– Как пылинка на ветру, значит.
– Да я не одна. У меня сыну восемь.
– Безмужняя?
– Был, да сплыл. Нет подходящего, остаются только приходящие.
– И много таких было-приходило?
– Тебе, что ли, интересно? Мне – нет. Считала, да счёт потеряла. Вспоминать – сердца не хватит.
– Будто бы каждого любила?
– А как же иначе?
– Тогда ты, Марья, выходит, героическая женщина на любовном фронте. Тебе положена медаль и песня по заявке.
Она стеснительно улыбнулась, собрала на лбу упругие валики, и сначала её прозрачная тонкая кожа на лице порозовела, а потом накалилась, став пунцовой. Она, видимо, поняла, что сказала лишнее. Боева поразила эта способность взрослого человека пылко, по-детски, краснеть, в сочетании с самоубийственной искренностью.
Гитара лежала на кровати, оставалось только руку протянуть – и вот она уже на коленях Боева.
Вооруженный ею, он осмелел.
– Тогда я тебе, Марья, так прямо и скажу: «Что верно, то верно, – нельзя же силком бабёнку тащить в кровать.
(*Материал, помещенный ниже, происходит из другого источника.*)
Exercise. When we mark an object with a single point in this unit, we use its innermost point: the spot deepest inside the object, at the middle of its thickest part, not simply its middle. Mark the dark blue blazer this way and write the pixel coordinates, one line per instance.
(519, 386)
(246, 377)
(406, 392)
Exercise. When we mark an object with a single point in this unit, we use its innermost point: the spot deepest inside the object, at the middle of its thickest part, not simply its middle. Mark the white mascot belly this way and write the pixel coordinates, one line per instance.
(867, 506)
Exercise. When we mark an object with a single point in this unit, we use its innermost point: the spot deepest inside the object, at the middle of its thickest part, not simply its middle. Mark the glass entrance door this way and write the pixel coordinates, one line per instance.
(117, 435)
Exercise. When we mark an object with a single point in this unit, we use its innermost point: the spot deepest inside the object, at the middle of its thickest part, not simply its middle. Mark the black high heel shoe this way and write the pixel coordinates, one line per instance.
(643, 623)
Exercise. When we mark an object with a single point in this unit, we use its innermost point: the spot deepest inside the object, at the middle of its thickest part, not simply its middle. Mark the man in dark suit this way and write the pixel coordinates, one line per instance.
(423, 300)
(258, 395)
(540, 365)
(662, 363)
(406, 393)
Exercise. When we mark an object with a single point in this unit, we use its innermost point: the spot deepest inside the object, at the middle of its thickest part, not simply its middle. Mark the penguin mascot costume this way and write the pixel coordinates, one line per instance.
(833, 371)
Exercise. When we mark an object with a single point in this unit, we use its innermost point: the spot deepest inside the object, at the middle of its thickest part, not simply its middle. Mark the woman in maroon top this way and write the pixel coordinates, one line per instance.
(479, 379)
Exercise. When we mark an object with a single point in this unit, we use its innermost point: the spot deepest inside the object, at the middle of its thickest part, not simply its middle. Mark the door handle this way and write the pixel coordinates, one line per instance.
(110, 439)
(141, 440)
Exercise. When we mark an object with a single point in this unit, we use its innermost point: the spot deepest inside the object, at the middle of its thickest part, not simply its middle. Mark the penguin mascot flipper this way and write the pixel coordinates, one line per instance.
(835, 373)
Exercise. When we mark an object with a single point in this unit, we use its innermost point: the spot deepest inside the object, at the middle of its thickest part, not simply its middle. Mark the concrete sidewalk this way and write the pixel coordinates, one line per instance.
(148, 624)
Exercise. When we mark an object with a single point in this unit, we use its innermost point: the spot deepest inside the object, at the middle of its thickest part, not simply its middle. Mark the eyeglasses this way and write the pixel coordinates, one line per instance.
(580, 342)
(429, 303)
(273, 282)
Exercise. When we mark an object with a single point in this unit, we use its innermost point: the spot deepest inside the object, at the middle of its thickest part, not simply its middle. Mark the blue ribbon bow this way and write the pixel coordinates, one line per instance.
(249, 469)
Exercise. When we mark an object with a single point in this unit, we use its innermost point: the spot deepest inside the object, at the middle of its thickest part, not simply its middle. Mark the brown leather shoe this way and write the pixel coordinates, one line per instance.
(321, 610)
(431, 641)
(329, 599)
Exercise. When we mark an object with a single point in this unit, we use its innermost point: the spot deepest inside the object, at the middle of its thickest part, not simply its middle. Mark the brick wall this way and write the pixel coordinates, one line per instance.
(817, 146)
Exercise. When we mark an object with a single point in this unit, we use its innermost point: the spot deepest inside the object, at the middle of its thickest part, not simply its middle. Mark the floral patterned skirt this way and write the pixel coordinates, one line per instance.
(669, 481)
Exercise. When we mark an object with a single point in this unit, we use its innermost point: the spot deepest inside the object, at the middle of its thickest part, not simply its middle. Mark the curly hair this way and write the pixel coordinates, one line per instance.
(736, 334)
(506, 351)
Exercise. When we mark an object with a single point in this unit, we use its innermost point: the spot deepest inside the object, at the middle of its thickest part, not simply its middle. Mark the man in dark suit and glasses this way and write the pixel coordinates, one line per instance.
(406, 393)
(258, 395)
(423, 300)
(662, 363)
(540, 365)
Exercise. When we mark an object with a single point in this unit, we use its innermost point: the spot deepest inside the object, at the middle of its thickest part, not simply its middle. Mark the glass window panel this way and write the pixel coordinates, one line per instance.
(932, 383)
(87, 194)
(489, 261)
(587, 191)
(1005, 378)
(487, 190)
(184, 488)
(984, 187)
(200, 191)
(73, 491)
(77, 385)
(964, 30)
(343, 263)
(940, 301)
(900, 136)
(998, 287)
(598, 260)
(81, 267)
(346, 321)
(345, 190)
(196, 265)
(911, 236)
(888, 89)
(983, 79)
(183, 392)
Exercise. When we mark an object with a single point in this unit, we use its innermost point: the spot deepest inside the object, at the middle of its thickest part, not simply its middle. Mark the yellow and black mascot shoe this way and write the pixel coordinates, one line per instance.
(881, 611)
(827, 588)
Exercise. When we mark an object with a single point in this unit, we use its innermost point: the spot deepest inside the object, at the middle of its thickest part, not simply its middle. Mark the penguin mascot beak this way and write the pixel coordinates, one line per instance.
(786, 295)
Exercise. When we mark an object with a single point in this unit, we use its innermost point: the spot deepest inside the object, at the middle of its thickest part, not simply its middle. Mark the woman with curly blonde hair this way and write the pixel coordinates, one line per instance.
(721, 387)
Её надо сначала угостить пивком, а потом ей на гитаре сыграть».
– Правильно! – вызывающе откликнулась она.
– Только предупреждаю: у меня все песни про войну.
И он, пощёлкивая ногтем по трём тонким струнам, тихо запел:
Я в Чечне отбыл и домой свалил,
В Архаре гулял беспробудно.
А он остался там: он войну любил.
И она его – обоюдно…
Я в «завязке» был и в «комке» сидел,
лохов нагревал – не стеснялся.
Он чечен мочил, это он умел.
А орден получил – не зазнался…
Я нырнул и всплыл – баксов раздобыл,
бизнес-тур в Гонконг провернули.
А он из «этих» был, он Россией жил,
и за неё в горах лез под пули…
Мне от «бабок» – кайф, третий день загул
на колёсах «форда» – не хило!
А ему лежать в роще на Быку,
под крестом дубовым – могила…
Она сокрушённо кивала, вздыхала и долго молчала, прежде чем произнести:
– А про любовь, значит, не можете?
– Во-первых, мы давно на «ты». Во-вторых, про любовь может всякий. В-третьих, про любовь лучше прозой.
Он переволок стул к ней, сел рядом и обнял.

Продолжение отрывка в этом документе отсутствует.